|Publication Type||Journal Article|
|Source||Pediatrics, Volume 133, Issue 4, p.e981 - 92 (2014)|
|Year of Publication||2014|
|Authors||Kolko, D. J.; J. Campo; A. M. Kilbourne; J. Hart; D. Sakolsky, and S. Wisniewski|
OBJECTIVE: To assess the efficacy of collaborative care for behavior problems, attention-deficit/hyperactivity disorder (ADHD), and anxiety in pediatric primary care (Doctor Office Collaborative Care; DOCC). METHODS: Children and their caregivers participated from 8 pediatric practices that were cluster randomized to DOCC (n = 160) or enhanced usual care (EUC; n = 161).
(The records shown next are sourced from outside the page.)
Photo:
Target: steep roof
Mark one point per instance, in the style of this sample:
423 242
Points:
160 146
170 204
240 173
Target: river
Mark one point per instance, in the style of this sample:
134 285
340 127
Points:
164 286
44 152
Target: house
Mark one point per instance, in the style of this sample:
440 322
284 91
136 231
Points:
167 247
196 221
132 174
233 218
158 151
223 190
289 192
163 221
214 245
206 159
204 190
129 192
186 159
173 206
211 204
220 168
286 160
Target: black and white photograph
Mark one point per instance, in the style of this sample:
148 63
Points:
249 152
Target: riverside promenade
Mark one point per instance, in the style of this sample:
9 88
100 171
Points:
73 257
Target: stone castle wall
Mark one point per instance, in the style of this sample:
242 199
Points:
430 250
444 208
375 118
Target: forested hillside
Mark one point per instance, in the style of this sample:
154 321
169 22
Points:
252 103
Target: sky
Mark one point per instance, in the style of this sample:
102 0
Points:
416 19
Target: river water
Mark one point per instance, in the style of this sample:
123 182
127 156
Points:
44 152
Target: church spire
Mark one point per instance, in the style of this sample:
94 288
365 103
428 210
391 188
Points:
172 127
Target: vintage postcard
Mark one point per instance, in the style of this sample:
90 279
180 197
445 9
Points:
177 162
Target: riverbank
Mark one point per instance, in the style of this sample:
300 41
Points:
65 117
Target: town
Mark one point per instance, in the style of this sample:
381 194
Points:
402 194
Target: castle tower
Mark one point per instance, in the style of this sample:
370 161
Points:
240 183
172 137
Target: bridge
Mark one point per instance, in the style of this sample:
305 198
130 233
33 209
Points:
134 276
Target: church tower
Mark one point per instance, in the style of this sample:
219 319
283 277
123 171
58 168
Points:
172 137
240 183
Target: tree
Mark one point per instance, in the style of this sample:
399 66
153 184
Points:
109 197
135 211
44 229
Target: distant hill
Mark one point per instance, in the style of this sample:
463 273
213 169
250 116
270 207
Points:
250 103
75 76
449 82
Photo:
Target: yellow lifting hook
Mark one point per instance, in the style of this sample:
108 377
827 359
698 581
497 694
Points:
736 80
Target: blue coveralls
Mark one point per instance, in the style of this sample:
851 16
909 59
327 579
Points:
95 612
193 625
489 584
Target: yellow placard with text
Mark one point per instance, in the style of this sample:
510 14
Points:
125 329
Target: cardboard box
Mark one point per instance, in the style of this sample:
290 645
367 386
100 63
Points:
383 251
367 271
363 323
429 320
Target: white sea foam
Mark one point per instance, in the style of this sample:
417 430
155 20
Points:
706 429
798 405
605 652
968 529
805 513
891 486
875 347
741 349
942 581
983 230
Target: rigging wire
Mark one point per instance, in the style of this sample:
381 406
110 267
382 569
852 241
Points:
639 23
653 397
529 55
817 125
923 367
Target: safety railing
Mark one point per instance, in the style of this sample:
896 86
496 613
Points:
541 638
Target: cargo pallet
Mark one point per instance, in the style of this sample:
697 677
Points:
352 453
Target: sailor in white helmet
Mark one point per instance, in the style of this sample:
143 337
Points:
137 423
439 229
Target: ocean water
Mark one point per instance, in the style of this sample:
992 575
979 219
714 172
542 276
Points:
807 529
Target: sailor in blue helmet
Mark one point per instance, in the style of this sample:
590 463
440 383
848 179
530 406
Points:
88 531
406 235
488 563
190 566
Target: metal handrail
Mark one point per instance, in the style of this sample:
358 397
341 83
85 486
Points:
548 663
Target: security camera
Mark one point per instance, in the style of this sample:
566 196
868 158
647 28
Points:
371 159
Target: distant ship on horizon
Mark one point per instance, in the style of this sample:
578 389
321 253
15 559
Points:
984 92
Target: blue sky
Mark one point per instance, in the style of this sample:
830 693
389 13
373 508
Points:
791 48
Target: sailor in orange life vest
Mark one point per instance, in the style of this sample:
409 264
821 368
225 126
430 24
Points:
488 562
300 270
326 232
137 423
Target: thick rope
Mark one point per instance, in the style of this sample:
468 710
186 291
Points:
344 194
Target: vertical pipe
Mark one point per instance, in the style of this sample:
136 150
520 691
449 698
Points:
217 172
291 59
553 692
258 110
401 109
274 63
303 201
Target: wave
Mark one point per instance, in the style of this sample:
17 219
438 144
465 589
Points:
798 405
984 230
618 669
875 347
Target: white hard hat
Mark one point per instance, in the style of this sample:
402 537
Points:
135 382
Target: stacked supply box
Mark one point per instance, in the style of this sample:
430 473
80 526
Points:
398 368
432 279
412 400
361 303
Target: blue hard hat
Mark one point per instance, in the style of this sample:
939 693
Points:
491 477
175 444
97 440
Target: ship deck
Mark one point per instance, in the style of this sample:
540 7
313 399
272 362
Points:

In DOCC, a care manager delivered a personalized, evidence-based intervention. EUC patients received psychoeducation and a facilitated specialty care referral. Care processes measures were collected after the 6-month intervention period. Family outcome measures included the Vanderbilt ADHD Diagnostic Parent Rating Scale, Parenting Stress Index-Short Form, Individualized Goal Attainment Ratings, and Clinical Global Impression-Improvement Scale. Most measures were collected at baseline, and 6-, 12-, and 18-month assessments. Provider outcome measures examined perceived treatment change, efficacy, and obstacles, and practice climate. RESULTS: DOCC (versus EUC) was associated with higher rates of treatment initiation (99.4% vs 54.2%; P < .001) and completion (76.6% vs 11.6%, P < .001), improvement in behavior problems, hyperactivity, and internalizing problems (P < .05 to .01), and parental stress (P < .05-.001), remission in behavior and internalizing problems (P < .01, .05), goal improvement (P < .05 to .001), treatment response (P < .05), and consumer satisfaction (P < .05). DOCC pediatricians reported greater perceived practice change, efficacy, and skill use to treat ADHD (P < .05 to .01). CONCLUSIONS: Implementing a collaborative care intervention for behavior problems in community pediatric practices is feasible and broadly effective, supporting the utility of integrated behavioral health care services.